Mexico’s central bank actually may be to blame for the peso’s slide this year.

Nicholas Bennenbroek, the head of currency strategy at Wells Fargo & Co. in New York, argues that policy makers’ bid to bolster the currency by boosting interest rates has backfired.

While the central bank has lifted borrowing costs by a record 1 percentage point this year to 4.25 percent, the peso is posting the second-biggest loss among the world’s major currencies. Bennenbroek says the unanticipated surge in borrowing costs has spooked foreign investors in Mexico’s shortest-term bonds instead of luring them to the country so they can profit from higher yields. Overseas investors have slashed their holdings of Mexican bills by 57 percent this year, resulting in outflows that have deepened the peso’s slide. 

“The key thing about the Mexican rate hikes is that they’ve been quite sharp and unexpected,” Bennenbroek said. “It’s surprising how poorly Mexico has performed. Usually you’d say higher interest rates were good for the peso. The only question is were the rate hikes so sudden and unexpected that it creates a bit of risk that the Banco de Mexico will keep raising?” 

Mexico’s currency has dropped 10 percent against the dollar this year, eroding returns for bond investors. The country’s notes have lost investors 3.5 percent in dollar terms, compared with an average return of 13.5 percent for Latin American local debt.

On Tuesday, the currency posted the biggest loss in emerging markets, slumping 1.7 percent to 19.1362 per dollar as of 10:41 a.m. in New York. Swings have increased in developing-nation currencies as investors weigh the outlook for global economic growth and prospects for further stimulus from central banks, with 10-day historical volatility on the MSCI Emerging Markets Currency Index almost quadrupling since the end of July.
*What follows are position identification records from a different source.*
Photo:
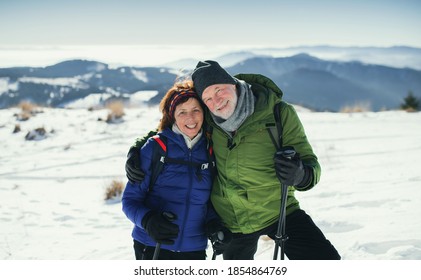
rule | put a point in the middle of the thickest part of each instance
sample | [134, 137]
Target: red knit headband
[178, 96]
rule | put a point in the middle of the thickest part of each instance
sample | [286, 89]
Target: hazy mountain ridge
[307, 80]
[343, 83]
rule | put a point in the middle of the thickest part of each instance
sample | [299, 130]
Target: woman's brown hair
[167, 119]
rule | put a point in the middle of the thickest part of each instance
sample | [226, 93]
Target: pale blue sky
[192, 22]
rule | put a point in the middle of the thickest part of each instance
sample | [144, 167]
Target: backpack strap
[276, 136]
[160, 157]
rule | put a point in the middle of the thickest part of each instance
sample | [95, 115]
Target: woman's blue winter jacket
[180, 188]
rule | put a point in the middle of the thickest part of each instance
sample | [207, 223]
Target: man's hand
[290, 169]
[219, 236]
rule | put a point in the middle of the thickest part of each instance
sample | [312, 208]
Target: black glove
[290, 169]
[219, 236]
[160, 228]
[133, 171]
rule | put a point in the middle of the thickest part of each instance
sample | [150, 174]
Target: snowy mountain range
[319, 84]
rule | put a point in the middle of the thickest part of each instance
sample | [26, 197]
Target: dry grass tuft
[116, 111]
[114, 190]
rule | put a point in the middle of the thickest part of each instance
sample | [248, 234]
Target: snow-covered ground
[52, 190]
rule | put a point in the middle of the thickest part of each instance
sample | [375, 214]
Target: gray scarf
[243, 109]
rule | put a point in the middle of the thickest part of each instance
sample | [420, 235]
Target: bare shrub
[27, 106]
[116, 113]
[28, 110]
[114, 190]
[17, 128]
[36, 134]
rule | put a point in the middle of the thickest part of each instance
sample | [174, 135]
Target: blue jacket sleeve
[133, 200]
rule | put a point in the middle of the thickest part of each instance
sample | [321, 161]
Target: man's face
[221, 99]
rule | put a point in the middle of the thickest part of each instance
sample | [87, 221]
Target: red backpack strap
[160, 142]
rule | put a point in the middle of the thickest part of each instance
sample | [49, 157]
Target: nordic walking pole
[170, 217]
[218, 238]
[280, 236]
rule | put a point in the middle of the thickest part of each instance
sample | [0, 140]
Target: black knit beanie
[209, 73]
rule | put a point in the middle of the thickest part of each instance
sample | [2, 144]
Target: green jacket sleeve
[294, 135]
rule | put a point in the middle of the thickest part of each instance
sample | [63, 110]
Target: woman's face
[189, 117]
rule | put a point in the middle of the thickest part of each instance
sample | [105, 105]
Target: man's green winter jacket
[246, 193]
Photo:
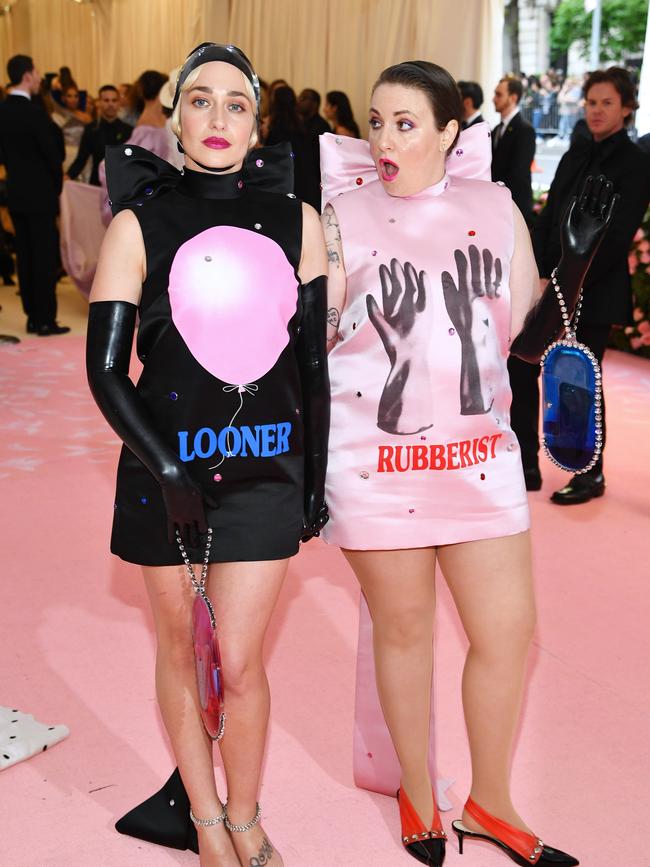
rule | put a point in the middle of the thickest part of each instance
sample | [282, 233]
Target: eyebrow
[211, 90]
[395, 113]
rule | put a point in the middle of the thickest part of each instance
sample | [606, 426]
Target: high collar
[433, 191]
[205, 185]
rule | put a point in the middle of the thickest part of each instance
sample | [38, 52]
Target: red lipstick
[388, 170]
[216, 143]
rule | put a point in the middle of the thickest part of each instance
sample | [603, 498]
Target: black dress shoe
[580, 489]
[52, 328]
[533, 478]
[164, 818]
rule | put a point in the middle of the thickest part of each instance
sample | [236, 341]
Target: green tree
[623, 28]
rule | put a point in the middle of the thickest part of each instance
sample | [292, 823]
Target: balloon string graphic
[249, 388]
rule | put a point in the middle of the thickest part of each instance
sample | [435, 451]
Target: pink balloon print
[232, 294]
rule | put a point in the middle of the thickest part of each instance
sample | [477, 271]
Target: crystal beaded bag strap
[571, 397]
[206, 647]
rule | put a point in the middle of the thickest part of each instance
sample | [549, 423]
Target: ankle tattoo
[263, 856]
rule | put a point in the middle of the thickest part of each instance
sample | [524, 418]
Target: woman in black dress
[227, 425]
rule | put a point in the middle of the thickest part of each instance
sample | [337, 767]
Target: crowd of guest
[56, 130]
[53, 126]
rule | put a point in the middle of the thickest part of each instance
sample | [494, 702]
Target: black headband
[209, 51]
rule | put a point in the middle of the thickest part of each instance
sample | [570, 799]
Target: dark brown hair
[618, 78]
[514, 85]
[435, 82]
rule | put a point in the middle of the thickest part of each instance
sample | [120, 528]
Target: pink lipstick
[388, 170]
[216, 143]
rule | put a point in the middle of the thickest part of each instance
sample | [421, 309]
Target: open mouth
[388, 169]
[216, 143]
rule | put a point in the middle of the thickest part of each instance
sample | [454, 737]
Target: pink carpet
[77, 648]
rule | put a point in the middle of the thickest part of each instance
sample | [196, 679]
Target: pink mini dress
[421, 448]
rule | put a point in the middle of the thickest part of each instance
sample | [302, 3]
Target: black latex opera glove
[111, 325]
[311, 353]
[583, 228]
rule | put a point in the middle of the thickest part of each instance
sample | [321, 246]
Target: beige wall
[326, 44]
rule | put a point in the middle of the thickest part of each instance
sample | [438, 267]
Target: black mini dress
[219, 317]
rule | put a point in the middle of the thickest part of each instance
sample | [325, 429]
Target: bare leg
[491, 582]
[400, 589]
[171, 599]
[244, 595]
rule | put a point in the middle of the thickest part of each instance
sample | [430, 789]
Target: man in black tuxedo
[472, 95]
[513, 146]
[107, 130]
[610, 100]
[32, 149]
[309, 110]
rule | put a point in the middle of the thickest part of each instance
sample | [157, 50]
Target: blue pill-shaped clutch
[572, 406]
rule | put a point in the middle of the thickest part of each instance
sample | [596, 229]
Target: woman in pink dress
[432, 278]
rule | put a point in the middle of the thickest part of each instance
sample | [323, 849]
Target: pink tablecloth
[82, 232]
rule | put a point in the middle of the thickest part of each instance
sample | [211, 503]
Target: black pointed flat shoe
[580, 489]
[164, 818]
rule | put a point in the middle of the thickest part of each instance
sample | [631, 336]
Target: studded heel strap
[527, 845]
[412, 826]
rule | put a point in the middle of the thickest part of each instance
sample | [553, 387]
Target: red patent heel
[520, 846]
[426, 846]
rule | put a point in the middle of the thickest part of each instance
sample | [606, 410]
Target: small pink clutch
[207, 656]
[208, 666]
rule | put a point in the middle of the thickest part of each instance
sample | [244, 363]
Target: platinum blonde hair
[189, 82]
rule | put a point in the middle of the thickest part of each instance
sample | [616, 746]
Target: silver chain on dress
[199, 585]
[570, 324]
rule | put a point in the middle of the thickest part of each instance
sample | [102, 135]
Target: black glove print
[404, 326]
[458, 301]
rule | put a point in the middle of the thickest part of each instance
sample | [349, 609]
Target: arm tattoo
[263, 856]
[333, 256]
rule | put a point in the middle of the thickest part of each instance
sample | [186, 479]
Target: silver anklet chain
[207, 823]
[240, 829]
[570, 325]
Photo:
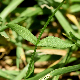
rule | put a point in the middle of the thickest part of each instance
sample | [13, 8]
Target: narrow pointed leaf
[22, 31]
[51, 41]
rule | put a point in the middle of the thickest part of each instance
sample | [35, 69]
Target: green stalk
[61, 71]
[32, 57]
[10, 8]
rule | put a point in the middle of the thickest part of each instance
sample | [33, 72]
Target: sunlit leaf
[25, 33]
[51, 41]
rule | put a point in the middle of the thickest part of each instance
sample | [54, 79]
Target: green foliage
[51, 41]
[25, 33]
[21, 26]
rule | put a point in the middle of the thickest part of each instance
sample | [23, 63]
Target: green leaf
[22, 31]
[51, 41]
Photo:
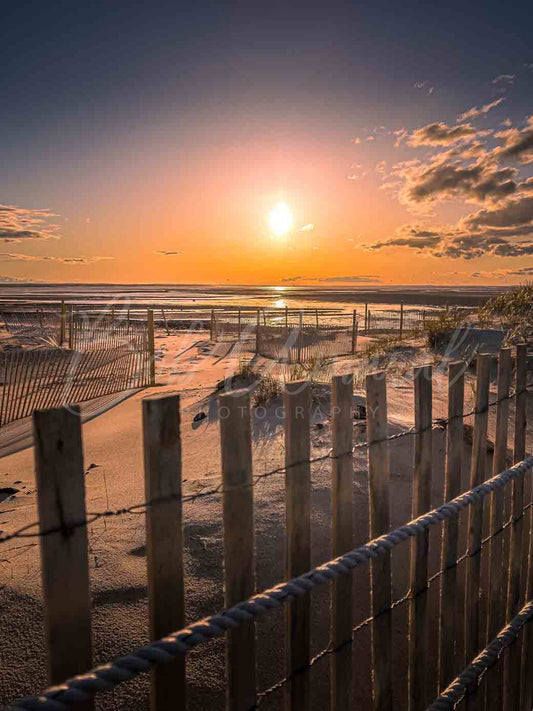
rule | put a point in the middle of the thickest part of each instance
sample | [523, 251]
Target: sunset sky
[151, 142]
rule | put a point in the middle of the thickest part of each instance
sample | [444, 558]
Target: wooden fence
[288, 336]
[51, 377]
[61, 504]
[104, 357]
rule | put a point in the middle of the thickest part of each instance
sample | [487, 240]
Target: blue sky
[122, 119]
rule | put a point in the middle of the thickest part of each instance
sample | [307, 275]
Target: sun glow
[280, 219]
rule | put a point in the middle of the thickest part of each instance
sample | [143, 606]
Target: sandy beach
[189, 365]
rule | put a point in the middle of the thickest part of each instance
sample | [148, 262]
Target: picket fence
[103, 358]
[505, 674]
[288, 336]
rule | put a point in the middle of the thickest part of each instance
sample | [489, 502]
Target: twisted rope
[467, 681]
[439, 424]
[103, 678]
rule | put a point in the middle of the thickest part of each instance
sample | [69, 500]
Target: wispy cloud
[482, 110]
[504, 79]
[439, 134]
[19, 223]
[16, 257]
[426, 86]
[353, 279]
[518, 143]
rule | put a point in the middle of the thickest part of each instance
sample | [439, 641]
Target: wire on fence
[25, 531]
[177, 644]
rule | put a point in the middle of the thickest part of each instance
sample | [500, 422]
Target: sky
[156, 142]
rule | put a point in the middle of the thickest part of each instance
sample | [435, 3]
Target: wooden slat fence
[44, 378]
[165, 555]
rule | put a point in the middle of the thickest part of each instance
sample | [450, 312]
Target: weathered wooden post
[212, 325]
[151, 345]
[70, 325]
[379, 504]
[478, 473]
[418, 609]
[300, 336]
[342, 541]
[239, 559]
[64, 557]
[512, 667]
[62, 323]
[354, 331]
[164, 541]
[297, 402]
[450, 658]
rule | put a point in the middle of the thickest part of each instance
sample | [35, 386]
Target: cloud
[16, 257]
[479, 234]
[475, 111]
[419, 185]
[504, 79]
[518, 143]
[426, 86]
[503, 273]
[439, 134]
[354, 279]
[18, 224]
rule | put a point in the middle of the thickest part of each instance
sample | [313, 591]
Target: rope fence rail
[107, 676]
[63, 521]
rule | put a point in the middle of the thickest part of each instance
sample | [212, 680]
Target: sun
[280, 219]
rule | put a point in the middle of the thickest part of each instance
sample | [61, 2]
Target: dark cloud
[439, 134]
[518, 143]
[475, 111]
[18, 224]
[420, 184]
[504, 79]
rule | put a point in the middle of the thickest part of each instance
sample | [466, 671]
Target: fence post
[418, 630]
[164, 541]
[151, 345]
[165, 321]
[497, 576]
[300, 336]
[70, 324]
[62, 323]
[512, 667]
[297, 401]
[342, 540]
[64, 559]
[379, 477]
[475, 513]
[448, 649]
[239, 564]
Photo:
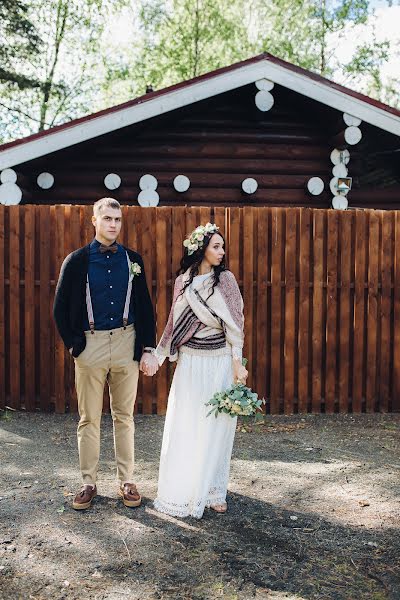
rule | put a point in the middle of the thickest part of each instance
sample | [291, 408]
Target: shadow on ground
[312, 515]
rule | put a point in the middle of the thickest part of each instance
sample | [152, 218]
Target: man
[104, 314]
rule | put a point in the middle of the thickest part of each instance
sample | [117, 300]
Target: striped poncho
[200, 323]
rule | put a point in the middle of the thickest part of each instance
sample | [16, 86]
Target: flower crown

As one of the most-traded currencies, the peso tends to rise and fall more than its peers during periods of upheaval, and the cost of options to protect against swings in the currency has surged. Three-month implied volatility for the peso, a measure of the cost of options, jumped 1.87 percentage point in a week to 15.81 percent, the highest since June.

That peso’s underperformance may worsen because there are more rate increases in the offing. The central bank will lift benchmark borrowing costs by another 0.25 percentage point by year-end, according to analysts surveyed by Bloomberg.